Methods Fecal samples were collected from CRC patients and healthy controls, and virus-like particles (VLPs) were isolated. PacBio sequencing platforms were used to sequence VLP DNA with a minimum length of 15 kb and at least 10 μg per sample. The gut virus genomes were assembled and annotated using Canu and EggNog. MetaPop and Sniffles2 were employed for SNP/SV analysis.

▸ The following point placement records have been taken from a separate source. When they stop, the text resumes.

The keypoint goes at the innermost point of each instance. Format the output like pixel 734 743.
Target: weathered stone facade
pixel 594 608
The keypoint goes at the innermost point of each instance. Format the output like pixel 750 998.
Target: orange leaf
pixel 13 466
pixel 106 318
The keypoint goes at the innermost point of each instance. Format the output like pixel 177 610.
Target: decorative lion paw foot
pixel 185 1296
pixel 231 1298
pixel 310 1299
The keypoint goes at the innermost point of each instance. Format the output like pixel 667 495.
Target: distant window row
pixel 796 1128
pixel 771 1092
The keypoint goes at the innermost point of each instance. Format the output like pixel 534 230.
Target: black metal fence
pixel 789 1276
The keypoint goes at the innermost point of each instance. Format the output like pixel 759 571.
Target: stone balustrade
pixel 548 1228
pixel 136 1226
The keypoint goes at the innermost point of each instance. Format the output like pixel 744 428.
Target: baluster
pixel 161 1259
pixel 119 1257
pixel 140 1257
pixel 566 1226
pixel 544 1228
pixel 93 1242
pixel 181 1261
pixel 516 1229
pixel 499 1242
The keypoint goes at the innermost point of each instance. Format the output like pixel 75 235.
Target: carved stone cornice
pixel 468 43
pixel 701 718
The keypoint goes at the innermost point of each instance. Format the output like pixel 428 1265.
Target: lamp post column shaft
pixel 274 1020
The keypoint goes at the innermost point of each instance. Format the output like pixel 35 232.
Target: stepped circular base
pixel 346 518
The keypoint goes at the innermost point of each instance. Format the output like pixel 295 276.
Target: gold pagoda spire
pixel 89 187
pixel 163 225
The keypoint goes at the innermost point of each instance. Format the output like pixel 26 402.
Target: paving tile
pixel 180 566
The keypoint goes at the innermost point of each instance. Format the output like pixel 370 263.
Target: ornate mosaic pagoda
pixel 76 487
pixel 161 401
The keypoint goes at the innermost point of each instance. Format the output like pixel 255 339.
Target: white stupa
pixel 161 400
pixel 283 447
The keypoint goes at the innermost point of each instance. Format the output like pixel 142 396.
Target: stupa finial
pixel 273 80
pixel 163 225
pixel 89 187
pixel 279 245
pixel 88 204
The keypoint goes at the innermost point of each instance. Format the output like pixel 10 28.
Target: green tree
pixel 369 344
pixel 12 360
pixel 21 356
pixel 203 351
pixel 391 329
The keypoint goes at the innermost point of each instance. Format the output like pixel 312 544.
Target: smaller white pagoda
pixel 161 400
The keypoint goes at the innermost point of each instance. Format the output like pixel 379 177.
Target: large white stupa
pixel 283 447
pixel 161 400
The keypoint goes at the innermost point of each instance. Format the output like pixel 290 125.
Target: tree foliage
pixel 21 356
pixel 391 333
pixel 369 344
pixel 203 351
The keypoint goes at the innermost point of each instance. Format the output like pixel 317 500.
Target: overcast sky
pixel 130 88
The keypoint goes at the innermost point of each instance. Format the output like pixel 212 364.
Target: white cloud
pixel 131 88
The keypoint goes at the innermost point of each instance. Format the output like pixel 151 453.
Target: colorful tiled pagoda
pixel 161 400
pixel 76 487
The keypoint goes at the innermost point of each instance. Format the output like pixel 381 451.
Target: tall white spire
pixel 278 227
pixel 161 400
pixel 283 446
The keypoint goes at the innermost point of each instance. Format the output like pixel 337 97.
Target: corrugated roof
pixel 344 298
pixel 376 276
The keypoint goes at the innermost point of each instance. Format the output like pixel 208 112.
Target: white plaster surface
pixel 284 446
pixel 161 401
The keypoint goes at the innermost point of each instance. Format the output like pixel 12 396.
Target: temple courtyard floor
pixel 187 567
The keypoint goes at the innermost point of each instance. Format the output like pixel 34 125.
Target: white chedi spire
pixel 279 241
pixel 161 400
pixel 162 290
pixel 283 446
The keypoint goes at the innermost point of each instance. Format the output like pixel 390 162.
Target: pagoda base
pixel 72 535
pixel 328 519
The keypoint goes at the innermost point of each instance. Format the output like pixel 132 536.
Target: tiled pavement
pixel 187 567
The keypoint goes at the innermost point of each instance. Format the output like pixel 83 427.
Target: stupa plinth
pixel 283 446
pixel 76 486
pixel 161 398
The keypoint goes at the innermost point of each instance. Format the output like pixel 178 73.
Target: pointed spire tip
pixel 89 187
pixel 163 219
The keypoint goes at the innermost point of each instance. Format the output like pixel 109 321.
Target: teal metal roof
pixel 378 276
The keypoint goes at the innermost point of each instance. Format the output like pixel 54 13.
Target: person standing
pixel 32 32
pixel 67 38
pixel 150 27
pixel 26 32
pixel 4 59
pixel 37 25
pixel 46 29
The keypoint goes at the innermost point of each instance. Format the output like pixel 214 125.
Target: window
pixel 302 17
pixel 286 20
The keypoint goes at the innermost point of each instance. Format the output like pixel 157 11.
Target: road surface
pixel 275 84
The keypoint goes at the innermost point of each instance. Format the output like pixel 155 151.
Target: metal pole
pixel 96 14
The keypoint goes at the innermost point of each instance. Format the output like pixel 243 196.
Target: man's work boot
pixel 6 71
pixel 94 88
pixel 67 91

Results After assembling and filtering, more than 23,000 high-quality gut virus genomes were obtained. The prevalence of novel viruses was higher in CRC compared to the healthy control group. Notably, the proportion of phages, particularly temperate phages, was significantly higher in CRC than in the healthy control group (P < 0.001). KEGG pathway analysis of virus genes revealed enrichment in DNA repair and recombination, homologous recombination, and mismatch repair in CRC. Furthermore, 15 genes with differential SNPs accurately distinguished CRC from healthy controls with an AUC of 88.03% using a random forest model. Additionally, significant alterations were observed in the interaction between gut phages and host bacteria in CRC, particularly involving CRC-associated bacteria. Notably, the number of Bacteroides fragilis-hosted phage genomes and their relative abundance were significantly lower in CRC than in healthy controls (P < 0.05). Lastly, 15 viruses with differential abundances effectively discriminated CRC from healthy controls, with an AUC of 94.12% in the training cohort. These findings were validated in five global cohorts, with AUCs ranging from 71.94% to 81.72%.
Conclusions Multidimensional analysis based on PacBio sequencing revealed substantial changes in gut virus communities, lifestyle, gene function, SNP/SV, and phage-host interactions in CRC patients compared to healthy controls. Gut virus abundance and SNPs show promise as potential biomarkers for diagnosing CRC.